W. Va. Code § 33-15-4(k). The plaintiff counters that the applicable statute of limitations is the one found in West Virginia Code § 55-2-6, which sets a five or ten year statute of limitations for actions for breach of contract. For the reasons stated infra, the court concludes that West Virginia Code § 55-2-6 is the proper source from which to borrow the statute of limitations under West Virginia law.
The language of West Virginia Code § 33-15-4 poses precisely the same problem as is created by the language contained in the SPD. As Judge Wilkinson explained in White, when the claim accrues and the clock starts running at the time proof of claim is required rather than at the time when the plaintiff has exhausted her administrative remedies, "[b]enefit plans would have the incentive to delay the resolution of their participants' claims, because every day the plan took for its decision-making would be one day less that a claimant would have to review the plan's final decision, decide whether to challenge it in court, and prepare a civil action if need be." White, 488 F.3d at 247-48. "Indeed, a plan that did not reach a final decision until after the statute of limitations had run would deprive a participant of the right to file a civil claim at all." Id. at 248. Inasmuch as the incentive to delay that could result from the application of the statute of limitations contained in West Virginia Code § 33-15-4 would undermine internal appeals processes as mechanisms for "full and fair review," see 29 U.S.C. § 1133(2), and undermine the civil right of action as a complement to internal review processes, the court concludes that West Virginia Code § 33-15-4 is not the source from which to borrow the statute of limitations.
CUNA also cites the Fourth Circuit's unpublished per curiam opinion in Mirabile v. Life Insurance Company of North America, No. 07-1656, 2007 WL 4104208 (4th Cir. Aug. 21, 2008), to support its position. Mirabile is an unpublished opinion lacking precedential authority and is of little value to this analysis.
West Virginia's statute of limitations for general contract actions is a more appropriate choice.
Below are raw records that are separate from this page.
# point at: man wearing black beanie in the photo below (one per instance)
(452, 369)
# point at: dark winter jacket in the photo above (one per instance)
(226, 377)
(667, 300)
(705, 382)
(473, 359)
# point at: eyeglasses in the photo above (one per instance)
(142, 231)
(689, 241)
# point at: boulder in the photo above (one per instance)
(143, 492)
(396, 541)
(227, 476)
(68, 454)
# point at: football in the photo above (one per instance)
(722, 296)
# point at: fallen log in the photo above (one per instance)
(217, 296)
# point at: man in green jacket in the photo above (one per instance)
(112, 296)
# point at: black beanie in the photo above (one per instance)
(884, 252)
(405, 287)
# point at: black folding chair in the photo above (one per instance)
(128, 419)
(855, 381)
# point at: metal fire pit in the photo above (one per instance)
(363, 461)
This conclusion is reinforced by the Fourth Circuit's decisions in White andDameron, wherein the court selected the states' statutes of limitations for general contract cases as the applicable statute of limitations to claims for ERISA benefits arising in Maryland and North Carolina. See White, 488 F.3d at 251 n. 4 (North Carolina, 3 years); Dameron, 815 F.2d at 981 (Maryland, 3 years). Although the North Carolina insurance provisions were not discussed by the court in White, North Carolina's statutes contain a provision similar to West Virginia Code § 33-15-4. See N.C. Gen. Stat. § 58-51-15(a)(11). Maryland's statutes do not contain such a provision relating to group accident and sickness policies, but do contain one relating to health insurance. See Md. Code Ann. § 15-217.
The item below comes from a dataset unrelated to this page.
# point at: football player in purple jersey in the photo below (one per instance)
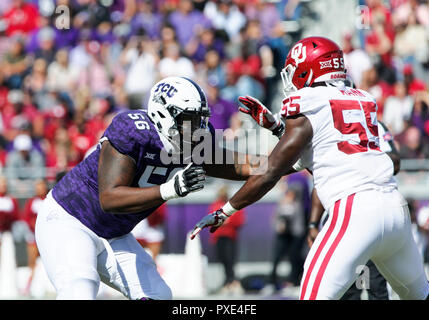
(142, 160)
For the reasons stated above, the court borrows the statute of limitations set forth in West Virginia Code § 55-2-6, which is five or ten years. The plaintiff's claim accrued on January 18, 2006, when she received the final letter from CUNA upholding its denial of her claim for disability benefits. She instituted her action on February 10, 2009, less than five years after the time that her claim accrued. Her claim is, accordingly, not time barred.
IV.
Based upon the foregoing, it is ORDERED that CUNA's motion to dismiss be, and it hereby is, denied.
The Clerk is directed to forward copies of this written opinion and order to all counsel of record.